JETS has posted its best week in months — up 14% — and for the first time since the squeeze episode began, the positioning data is moving in the same direction as the price.
Short interest has fallen again. At 43.7% of free float, it remains extraordinarily high by any standard. But the direction matters: short shares dropped from roughly 12.9 million on May 19 to 12.0 million by May 26, a 7% decline over the week. That continues the broader unwind from the mid-May peak of 16.6 million shares, when bears were maximally positioned. Two consecutive weeks of covering now leave short interest at its lowest level in six weeks — still crowded, but measurably less so than it was.
The borrow market has loosened in step. Availability has climbed back to 53.2% — roughly one share available for every two already lent out — a sharp recovery from last week's near-zero readings, when availability briefly touched 5.9% on May 19. Cost to borrow has eased alongside that, pulling back to 6.8% APR from over 8% earlier in the month. The borrow market is no longer in crisis mode. It is back to the range it occupied in late April, which was tight but manageable. Bears who held through the squeeze are paying less to stay in the trade than they were a week ago.

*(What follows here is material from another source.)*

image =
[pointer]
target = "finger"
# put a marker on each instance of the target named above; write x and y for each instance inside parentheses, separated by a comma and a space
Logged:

Options have completed a dramatic shift that was already underway when the last note published. The put/call ratio has fallen to 2.08 — the lowest reading in the entire 30-day history shown, and more than two standard deviations below the 20-day mean of 3.16. For most of April and the first half of May, the PCR sat stubbornly above 3.0, reflecting persistent demand for downside protection. That regime has reversed sharply. Call buyers now dominate flow at a level not seen in this data set. The 52-week high on the PCR was 3.81 just two weeks ago on May 14; the current reading is the mirror image of that defensive peak.
What has changed since the previous notes is that the three signals — price, positioning, and options — are now aligned rather than contradictory. The earlier "squeeze paradox" described a situation where short interest fell but borrow tightened and the cost to borrow rose. That divergence has resolved. Short interest is lower, borrow is looser, and options traders have abandoned the hedging posture they held for weeks. The ORTEX short score remains elevated at 71.9, edging down from 72.9 a fortnight ago — a reading consistent with continued bearish structural positioning, even as the acute pressure has eased. Bears are still in the trade. They are simply less squeezed than they were.

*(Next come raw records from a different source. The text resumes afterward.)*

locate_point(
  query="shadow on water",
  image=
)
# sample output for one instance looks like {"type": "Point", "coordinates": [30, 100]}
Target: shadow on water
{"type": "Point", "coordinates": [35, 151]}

The question the data now poses is whether the covering wave has further to run, or whether shorts at 43.7% of float represent a floor. Availability at 53% leaves room for new short positions to be established — unlike two weeks ago, the borrow market is not a barrier. What to watch is whether short interest stabilises at current levels or continues its decline toward the 11–12 million share range last seen in mid-April, and whether the PCR, now at a 30-day low, holds below 2.5 or mean-reverts as call buyers take profits on the week's gains.